I finally found some guys here that were having similar trouble and traced it back to Windows Media player and having a TV tuner card installed (which I have one). It turns out the ehSched service will run to get the latest tv channel listings if you set that up in windows media player. Well, the service doesn’t say when it runs – and the event to trigger isn’t listed anywhere I could find it.  My guess is since it’s a service, not a scheduled task. Some folks had this think kicking their PC on at 3am and waking them up. There was no way in Media center of turning off the auto tv program guide getter after you turned in on.  That was annoying – so I figured some registery hacking was in order.  Turns out – it uses a complex formula that must be decyphered to get the wake/service run time. I JOKE YOU NOT. Look at this thing:

Media Center stores the last time the download ran and the next time it will run in the registry.
The 2 entries in the registry that contain these values are respectively:
HKEY_LOCAL_MACHINESOFTWAREMicrosoftWindowsCurrentVersionMedia CenterServiceEPGdlLastTime
HKEY_LOCAL_MACHINESOFTWAREMicrosoftWindowsCurrentVersionMedia CenterServiceEPGdlRegTime

The value is dllasttime is a6 4f 6c b6 70 dd c4 01, so enter 1c4dd70b66c4fa6 into the calculator. Click decimal and you will get 127470165639843750. At the command prompt run w32tm /ntte 127470165639843750 and you will get:

C:Documents and SettingsUserName>w32tm /ntte 127470165639843
147534 21:56:03.9843750 – 12/8/2004 14:56:03 (local time)

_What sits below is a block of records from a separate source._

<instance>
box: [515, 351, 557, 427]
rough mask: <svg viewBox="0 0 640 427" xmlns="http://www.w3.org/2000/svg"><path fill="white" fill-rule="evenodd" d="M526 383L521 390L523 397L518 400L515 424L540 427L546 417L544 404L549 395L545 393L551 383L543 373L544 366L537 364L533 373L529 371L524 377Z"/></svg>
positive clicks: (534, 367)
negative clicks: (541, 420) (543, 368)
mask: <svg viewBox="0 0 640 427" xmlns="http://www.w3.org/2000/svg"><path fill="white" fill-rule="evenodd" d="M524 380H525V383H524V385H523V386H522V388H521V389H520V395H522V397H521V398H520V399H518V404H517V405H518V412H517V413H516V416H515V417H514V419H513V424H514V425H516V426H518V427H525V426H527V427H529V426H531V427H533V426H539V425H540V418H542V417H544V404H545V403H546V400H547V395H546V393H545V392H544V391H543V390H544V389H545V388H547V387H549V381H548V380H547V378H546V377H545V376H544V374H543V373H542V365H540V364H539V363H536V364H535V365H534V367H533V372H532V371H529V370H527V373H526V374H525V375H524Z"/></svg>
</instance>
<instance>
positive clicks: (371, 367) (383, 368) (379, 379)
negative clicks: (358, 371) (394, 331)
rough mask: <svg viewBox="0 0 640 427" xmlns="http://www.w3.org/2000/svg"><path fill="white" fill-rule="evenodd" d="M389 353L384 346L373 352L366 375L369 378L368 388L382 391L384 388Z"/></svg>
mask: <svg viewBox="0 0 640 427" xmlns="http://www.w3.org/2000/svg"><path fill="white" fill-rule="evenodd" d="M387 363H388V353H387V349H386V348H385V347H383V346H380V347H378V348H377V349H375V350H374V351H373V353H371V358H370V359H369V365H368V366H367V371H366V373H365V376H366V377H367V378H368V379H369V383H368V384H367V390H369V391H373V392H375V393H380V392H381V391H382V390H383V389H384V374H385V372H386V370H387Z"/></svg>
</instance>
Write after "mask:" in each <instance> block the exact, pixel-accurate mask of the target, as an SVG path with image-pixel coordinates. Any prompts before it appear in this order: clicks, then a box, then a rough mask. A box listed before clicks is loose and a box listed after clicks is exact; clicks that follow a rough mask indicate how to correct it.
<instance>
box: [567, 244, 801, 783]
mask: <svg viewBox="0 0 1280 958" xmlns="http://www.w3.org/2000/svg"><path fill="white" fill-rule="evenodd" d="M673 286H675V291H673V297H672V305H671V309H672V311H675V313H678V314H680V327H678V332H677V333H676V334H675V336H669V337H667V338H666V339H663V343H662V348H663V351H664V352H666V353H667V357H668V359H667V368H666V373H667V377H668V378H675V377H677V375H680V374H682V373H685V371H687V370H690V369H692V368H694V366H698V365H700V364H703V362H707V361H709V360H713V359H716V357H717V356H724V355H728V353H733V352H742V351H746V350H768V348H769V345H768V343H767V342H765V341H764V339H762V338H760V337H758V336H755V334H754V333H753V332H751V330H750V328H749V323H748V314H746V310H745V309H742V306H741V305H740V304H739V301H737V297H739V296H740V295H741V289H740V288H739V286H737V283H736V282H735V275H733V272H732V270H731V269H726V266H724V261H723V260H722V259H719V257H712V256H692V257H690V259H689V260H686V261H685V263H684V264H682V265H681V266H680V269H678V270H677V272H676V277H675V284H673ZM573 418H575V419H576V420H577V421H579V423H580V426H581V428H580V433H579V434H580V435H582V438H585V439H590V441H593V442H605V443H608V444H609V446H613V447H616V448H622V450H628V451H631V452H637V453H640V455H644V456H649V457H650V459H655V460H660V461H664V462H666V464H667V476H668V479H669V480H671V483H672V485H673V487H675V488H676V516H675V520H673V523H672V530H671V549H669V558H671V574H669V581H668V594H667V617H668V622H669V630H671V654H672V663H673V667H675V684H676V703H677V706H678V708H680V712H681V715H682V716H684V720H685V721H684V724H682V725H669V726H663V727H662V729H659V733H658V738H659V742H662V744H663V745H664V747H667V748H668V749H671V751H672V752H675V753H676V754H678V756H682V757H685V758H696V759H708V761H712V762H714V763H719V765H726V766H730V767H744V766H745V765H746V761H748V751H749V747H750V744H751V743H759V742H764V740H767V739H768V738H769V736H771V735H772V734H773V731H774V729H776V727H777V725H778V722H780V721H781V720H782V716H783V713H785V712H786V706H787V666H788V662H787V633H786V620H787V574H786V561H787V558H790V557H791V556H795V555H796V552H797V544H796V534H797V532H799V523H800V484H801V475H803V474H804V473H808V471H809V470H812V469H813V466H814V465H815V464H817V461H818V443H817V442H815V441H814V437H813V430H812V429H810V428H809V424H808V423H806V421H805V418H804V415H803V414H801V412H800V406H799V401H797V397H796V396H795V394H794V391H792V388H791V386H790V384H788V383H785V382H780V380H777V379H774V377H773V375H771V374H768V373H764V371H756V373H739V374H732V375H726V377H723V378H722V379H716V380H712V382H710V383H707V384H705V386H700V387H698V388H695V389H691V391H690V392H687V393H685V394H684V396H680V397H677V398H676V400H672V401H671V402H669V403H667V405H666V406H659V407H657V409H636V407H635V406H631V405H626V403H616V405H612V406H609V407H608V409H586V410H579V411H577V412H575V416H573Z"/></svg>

NUTS! Anyway, the guys on the forum wrote up a program to decypher then change the start time – but many found that it would drift after a few days and end up waking you up at 3am again. So, I went in to services.msc and disabled the service. But it didn’t work the first day.  I looked again, and thanks to the new features of vista – there are now retry events associated with your services.

So, to shut this off you must:

1. Start services.msc at the command prompt
2. Scroll down to “Windows Media Center Scheduler Service”
3. Select that service, and in the “General” tab, stop the service, and set the startup type to “disabled”
4. Then, select the “Recovery” tab, and for first, second, and subsequent failures, select “Take No Action”

Now my machine stays asleep all day. Thanks Windows Vista – for making my life easier!